I would, though, if I had had my senses! But all I thought of then was to get his face away, and I handed him my money.
On the morning of the third day, when we had been forty-eight hours in the Cage, I awoke with a great relief of spirits, very weak and weary indeed, but seeing things of the right size and with their honest, everyday appearance. I had a mind to eat, moreover, rose from bed of my own movement, and as soon as we had breakfasted, stepped to the entry of the Cage and sat down outside in the top of the wood. It was a grey day with a cool, mild air: and I sat in a dream all morning, only disturbed by the passing by of Cluny's scouts and servants coming with provisions and reports; for as the coast was at that time clear, you might almost say he held court openly.
When I returned, he and Alan had laid the cards aside, and were questioning a gillie; and the chief turned about and spoke to me in the Gaelic.
"I have no Gaelic, sir," said I.
Now since the card question, everything I said or did had the power of annoying Cluny. "Your name has more sense than yourself, then," said he angrily. "for it's good Gaelic. But the point is this. My scout reports all clear in the south, and the question is, have ye the strength to go?"
I saw cards on the table, but no gold; only a heap of little written papers, and these all on Cluny's side.

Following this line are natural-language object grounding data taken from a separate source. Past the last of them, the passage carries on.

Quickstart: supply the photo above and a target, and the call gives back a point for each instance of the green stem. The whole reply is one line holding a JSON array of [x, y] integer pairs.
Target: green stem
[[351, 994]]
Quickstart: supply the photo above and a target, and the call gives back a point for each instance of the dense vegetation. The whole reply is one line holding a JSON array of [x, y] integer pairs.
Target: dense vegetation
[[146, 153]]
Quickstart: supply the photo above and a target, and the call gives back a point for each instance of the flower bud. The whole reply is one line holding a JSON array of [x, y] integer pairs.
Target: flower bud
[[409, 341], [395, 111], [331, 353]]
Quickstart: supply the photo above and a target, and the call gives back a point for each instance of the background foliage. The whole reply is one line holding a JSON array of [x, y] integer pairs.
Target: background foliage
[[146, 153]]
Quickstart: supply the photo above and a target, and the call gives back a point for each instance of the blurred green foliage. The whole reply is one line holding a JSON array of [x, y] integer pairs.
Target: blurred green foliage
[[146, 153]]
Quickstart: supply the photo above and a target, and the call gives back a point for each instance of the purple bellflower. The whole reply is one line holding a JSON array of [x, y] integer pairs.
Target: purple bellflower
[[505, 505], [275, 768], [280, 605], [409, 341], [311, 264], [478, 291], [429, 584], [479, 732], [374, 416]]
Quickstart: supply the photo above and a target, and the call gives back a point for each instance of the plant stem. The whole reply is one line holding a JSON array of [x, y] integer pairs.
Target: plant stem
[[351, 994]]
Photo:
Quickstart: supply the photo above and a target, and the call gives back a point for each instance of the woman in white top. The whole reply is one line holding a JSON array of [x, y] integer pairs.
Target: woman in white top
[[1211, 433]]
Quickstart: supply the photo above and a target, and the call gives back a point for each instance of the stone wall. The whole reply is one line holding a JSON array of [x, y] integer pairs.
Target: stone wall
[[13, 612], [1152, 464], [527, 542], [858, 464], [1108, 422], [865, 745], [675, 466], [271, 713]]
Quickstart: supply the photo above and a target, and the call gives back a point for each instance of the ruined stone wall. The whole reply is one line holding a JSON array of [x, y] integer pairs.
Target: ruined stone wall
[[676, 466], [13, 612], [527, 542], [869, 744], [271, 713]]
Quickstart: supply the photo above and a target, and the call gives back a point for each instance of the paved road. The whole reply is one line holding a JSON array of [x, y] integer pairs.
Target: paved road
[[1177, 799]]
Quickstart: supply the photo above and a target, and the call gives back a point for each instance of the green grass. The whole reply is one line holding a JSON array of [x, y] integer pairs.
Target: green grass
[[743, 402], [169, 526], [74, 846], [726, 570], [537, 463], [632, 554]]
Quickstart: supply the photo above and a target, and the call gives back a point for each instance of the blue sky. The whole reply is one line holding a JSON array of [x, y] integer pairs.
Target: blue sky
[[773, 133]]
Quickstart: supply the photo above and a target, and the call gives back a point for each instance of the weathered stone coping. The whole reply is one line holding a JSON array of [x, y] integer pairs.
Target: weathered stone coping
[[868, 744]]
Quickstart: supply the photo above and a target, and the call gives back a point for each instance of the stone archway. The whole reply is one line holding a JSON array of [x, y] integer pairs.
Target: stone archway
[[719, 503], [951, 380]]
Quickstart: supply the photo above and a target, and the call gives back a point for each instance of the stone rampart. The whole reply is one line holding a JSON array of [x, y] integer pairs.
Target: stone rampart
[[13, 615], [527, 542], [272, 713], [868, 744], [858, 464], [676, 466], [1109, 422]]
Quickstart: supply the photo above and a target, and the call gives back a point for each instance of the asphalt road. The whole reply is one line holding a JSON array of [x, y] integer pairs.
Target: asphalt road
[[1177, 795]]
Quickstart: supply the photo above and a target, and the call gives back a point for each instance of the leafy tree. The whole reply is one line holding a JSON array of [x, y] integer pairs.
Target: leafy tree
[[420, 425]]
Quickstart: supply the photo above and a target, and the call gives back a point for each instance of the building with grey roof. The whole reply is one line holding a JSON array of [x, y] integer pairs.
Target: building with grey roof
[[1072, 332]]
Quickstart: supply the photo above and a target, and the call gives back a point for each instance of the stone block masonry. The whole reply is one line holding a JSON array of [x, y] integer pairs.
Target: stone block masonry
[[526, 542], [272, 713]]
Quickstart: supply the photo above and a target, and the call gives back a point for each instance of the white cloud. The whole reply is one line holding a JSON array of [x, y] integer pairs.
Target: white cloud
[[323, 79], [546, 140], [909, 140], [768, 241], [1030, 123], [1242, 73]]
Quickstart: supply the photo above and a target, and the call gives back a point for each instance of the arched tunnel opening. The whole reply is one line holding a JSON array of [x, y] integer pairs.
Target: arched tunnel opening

Alan, besides, had an odd look, like a man not very well content; and I began to have a strong misgiving.
"I do not know if I am as well as I should be," said I, looking at Alan; "but the little money we have has a long way to carry us."
Alan took his under-lip into his mouth, and looked upon the ground.
"David," says he at last, "I've lost it; there's the naked truth."
"My money too?" said I.
"Your money too," says Alan, with a groan. "Ye shouldnae have given it me. I'm daft when I get to the cartes."
"Hoot-toot! hoot-toot!" said Cluny. "It was all daffing; it's all nonsense. Of course you'll have your money back again, and the double of it, if ye'll make so free with me. It would be a singular thing for me to keep it. It's not to be supposed that I would be any hindrance to gentlemen in your situation; that would be a singular thing!" cries he, and began to pull gold out of his pocket with a mighty red face.
Alan said nothing, only looked on the ground.
"Will you step to the door with me, sir?" said I.
Cluny said he would be very glad, and followed me readily enough, but he looked flustered and put out.
"And now, sir," says I, "I must first acknowledge your generosity."
"Nonsensical nonsense!" cries Cluny. "Where's the generosity? This is just a most unfortunate affair; but what would ye have me do -- boxed up in this bee-skep of a cage of mine -- but just set my friends to the cartes, when I can get them? And if they lose, of course, it's not to be supposed ----" And here he came to a pause.
"Yes," said I, "if they lose, you give them back their money; and if they win, they carry away yours in their pouches! I have said before that I grant your generosity; but to me, sir, it's a very painful thing to be placed in this position."
There was a little silence, in which Cluny seemed always as if he was about to speak, but said nothing. All the time he grew redder and redder in the face.
"I am a young man," said I, "and I ask your advice. Advise me as you would your son. My friend fairly lost his money, after having fairly gained a far greater sum of yours; can I accept it back again? Would that be the right part for me to play? Whatever I do, you can see for yourself it must be hard upon a man of any pride."